AC to Bilge for Heater

Flightplan

New Member
Oct 7, 2022
2
Boat Info
280 Sundancer 2004
Engines
2 x MerCruiser 4.3L
Hi everyone! I would like to use an Xtreme Heater (medium or large) this winter to provide additional protection for my 2004 Sea Ray 280 Sundancer. I'm open to either permanent or temporary installation, but prefer permanent on a dedicated breaker.

Permanent installation: The AC panel is full.
Temporary installation: It's not clear to me how to route AC power to the engine compartment.

Have any of you solved this or a similar problem before on this or like model?

Thank you!

ac-panel.png
 
Though I think it's possible to do this safely, most will raise an eyebrow seeing an AC outlet inside an engine room of a gas powered boat. It's far more common on diesels.

If you do a search here there are some examples available. Tiara I believe offers this as an option even in some of their gas powered boats. But I think they have a certain type of enclosure around the outlet.

I'd vote for temporary. Route a cord through your engine room vent for the winter...
 
Where are you and where will you be storing for the winter? (in water, on land, indoors, etc)

I would run a heavy-duty extension cord from the bilge to the outside.
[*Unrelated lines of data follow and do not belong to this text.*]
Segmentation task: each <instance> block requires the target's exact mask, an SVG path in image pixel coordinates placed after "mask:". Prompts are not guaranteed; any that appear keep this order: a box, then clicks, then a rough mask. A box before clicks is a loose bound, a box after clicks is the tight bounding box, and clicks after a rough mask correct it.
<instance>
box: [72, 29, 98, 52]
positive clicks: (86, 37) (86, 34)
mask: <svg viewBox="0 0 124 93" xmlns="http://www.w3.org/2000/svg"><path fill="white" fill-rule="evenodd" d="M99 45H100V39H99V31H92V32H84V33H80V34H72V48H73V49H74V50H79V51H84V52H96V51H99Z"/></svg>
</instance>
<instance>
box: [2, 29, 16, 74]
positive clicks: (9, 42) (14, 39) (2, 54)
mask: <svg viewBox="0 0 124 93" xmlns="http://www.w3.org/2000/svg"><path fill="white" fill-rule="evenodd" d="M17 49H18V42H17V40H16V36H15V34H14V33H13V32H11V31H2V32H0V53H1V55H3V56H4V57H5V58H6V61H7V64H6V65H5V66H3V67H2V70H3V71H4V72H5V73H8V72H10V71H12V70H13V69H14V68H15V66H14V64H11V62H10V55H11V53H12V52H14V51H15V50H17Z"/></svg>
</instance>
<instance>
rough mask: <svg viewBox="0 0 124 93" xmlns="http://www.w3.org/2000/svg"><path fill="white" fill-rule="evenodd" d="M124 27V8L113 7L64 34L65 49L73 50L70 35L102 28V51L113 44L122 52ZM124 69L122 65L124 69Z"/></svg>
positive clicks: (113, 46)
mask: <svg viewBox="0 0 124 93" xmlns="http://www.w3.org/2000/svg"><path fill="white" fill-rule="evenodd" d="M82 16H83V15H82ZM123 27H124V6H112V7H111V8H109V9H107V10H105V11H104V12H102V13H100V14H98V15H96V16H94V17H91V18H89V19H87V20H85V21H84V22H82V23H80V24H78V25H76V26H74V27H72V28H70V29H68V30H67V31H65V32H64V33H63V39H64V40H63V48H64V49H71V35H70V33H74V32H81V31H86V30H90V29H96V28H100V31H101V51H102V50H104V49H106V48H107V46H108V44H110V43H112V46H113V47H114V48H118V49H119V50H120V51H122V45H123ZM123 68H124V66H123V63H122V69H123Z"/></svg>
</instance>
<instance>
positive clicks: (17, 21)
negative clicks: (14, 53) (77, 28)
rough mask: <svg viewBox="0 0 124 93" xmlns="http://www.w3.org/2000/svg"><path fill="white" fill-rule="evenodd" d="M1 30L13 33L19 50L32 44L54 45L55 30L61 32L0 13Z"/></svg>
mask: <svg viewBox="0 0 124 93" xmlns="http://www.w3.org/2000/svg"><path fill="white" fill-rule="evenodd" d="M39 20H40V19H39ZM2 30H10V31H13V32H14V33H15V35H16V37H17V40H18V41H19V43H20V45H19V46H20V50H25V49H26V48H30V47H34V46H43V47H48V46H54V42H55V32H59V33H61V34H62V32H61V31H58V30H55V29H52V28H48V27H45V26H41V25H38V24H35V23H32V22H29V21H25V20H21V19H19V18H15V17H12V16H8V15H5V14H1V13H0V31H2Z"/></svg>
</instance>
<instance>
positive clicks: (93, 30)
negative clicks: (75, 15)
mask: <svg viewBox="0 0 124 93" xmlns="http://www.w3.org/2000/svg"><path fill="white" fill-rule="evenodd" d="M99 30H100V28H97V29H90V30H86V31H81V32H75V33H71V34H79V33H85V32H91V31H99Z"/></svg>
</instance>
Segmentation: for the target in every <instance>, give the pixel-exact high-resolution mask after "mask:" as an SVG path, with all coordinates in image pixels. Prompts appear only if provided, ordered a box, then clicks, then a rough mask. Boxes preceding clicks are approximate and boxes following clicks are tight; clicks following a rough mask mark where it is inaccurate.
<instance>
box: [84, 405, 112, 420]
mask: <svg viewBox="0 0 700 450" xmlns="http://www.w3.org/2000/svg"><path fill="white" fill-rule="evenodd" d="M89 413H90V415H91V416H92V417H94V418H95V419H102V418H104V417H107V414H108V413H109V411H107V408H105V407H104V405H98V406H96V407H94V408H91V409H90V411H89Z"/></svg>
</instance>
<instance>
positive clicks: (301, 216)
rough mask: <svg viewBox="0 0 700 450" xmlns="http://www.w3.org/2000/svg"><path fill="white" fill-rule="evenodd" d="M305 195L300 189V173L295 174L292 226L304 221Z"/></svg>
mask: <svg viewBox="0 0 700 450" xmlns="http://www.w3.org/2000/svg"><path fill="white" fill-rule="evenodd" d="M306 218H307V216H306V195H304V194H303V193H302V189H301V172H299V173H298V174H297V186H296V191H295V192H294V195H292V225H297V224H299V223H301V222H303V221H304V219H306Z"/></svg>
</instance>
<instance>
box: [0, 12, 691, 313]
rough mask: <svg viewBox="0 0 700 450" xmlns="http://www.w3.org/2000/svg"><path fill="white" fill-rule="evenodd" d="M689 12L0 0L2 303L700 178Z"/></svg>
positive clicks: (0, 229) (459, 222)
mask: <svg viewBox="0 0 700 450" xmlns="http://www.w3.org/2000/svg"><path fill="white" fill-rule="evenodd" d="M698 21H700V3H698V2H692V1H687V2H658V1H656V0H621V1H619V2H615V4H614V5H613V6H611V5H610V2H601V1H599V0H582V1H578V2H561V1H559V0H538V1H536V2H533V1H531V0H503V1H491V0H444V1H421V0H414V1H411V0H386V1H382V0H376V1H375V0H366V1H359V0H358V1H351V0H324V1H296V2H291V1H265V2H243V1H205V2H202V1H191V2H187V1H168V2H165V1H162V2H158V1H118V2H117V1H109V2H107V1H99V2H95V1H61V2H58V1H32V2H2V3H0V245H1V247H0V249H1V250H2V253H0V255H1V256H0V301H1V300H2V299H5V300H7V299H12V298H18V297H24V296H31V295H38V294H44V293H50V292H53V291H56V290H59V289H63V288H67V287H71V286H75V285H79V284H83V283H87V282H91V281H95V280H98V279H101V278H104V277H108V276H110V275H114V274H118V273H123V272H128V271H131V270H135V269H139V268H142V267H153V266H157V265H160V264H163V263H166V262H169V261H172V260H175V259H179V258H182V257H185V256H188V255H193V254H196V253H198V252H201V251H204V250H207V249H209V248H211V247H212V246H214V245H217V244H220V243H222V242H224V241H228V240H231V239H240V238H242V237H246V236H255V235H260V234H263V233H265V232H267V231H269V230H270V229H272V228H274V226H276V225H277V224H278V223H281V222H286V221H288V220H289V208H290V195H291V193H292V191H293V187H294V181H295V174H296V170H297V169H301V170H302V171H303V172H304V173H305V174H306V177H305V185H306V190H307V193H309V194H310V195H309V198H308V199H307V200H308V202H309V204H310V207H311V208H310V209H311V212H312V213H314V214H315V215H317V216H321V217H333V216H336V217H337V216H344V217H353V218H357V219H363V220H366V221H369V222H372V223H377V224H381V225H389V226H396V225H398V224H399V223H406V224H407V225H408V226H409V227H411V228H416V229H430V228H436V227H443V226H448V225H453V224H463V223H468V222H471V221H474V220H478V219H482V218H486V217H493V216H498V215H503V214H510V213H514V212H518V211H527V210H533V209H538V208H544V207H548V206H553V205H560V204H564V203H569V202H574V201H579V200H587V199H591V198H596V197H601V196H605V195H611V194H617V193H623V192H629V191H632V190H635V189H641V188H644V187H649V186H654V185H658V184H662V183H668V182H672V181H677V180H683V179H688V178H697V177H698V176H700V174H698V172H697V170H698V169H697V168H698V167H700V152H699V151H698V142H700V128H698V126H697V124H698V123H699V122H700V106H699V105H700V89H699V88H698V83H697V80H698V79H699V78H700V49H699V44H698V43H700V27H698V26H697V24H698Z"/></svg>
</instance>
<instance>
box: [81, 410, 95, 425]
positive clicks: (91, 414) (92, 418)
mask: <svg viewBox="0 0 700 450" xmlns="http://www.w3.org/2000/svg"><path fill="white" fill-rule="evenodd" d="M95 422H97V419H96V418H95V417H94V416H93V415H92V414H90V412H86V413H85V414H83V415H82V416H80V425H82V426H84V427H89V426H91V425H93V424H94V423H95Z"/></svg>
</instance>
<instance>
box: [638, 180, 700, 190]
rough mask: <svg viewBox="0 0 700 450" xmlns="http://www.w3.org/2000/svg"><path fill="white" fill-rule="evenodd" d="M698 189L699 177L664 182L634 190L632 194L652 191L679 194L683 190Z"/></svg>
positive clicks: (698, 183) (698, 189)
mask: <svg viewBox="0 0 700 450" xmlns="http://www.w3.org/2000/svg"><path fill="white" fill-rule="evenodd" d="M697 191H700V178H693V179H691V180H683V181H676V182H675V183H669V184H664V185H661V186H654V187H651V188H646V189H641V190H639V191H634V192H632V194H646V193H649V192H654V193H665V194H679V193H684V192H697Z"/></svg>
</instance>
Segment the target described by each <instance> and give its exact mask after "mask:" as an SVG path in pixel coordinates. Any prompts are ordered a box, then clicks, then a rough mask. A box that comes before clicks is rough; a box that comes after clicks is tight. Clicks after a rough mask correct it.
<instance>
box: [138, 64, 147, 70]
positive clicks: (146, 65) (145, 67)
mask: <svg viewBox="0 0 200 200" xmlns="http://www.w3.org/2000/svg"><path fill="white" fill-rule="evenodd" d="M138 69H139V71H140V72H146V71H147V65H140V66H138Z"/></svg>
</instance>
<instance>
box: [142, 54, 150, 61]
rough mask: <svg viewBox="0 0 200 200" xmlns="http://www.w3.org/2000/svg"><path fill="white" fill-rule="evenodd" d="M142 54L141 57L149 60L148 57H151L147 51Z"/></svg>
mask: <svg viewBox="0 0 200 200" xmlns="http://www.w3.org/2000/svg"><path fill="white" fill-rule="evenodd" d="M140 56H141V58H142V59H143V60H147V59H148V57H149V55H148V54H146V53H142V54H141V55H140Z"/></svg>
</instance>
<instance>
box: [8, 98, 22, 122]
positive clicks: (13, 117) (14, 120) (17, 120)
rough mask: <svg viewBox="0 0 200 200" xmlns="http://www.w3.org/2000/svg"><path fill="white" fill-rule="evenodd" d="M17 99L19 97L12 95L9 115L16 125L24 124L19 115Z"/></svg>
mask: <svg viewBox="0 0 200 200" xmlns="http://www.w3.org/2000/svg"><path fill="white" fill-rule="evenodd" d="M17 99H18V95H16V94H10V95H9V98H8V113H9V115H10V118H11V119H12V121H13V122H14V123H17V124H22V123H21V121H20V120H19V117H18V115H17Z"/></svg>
There are a few different places to run it.

If you meant adding an AC outlet, the issue is that it won't be ignition-protected inside the bilge.
 
I installed an outlet in my bilge on the front bulkhead(diesels). Until I could get that done, a very convenient route for the extension cord was through the round deck plates in the transom locker that allow access to the pins on the hatch actuators.

Bennett
 
I also have an outlet in the bilge. It's taken off of one of the cockpits GFCI outlets. I have diesels though, not sure I would put an outlet in the bilge of a gas boat. You might want to think about that one. Also any heater you use must be ignition protected.
 
Though I think it's possible to do this safely, most will raise an eyebrow seeing an AC outlet inside an engine room of a gas powered boat. It's far more common on diesels.

If you do a search here there are some examples available. Tiara I believe offers this as an option even in some of their gas powered boats. But I think they have a certain type of enclosure around the outlet.

I'd vote for temporary. Route a cord through your engine room vent for the winter...
Where's @foursuns/Gary, he beat the crap out of me 14 years ago on here for doing this for my bilge heater. Shop added a breaker to the panel and an exterior outlet with a rectangle plastic weatherproof electrical box cover in the bilge on my 330DA. I got/understood his point, I was happy with the solution though. If in doubt though, hard wire it or use an outlet that is not in the engine compartment.

I hard wired a Boatsafe heater in my Maxum 2400SCR.
 
Hi everyone.

I wanted to update this thread with the solution I implemented now that I have used it for two years without issue. As depicted in the image, I installed a porthole under the cockpit "entertainment center." For winter, I simply route the bilge heater's plug to the cockpit's receptacle. Thank you again to all for the suggestions.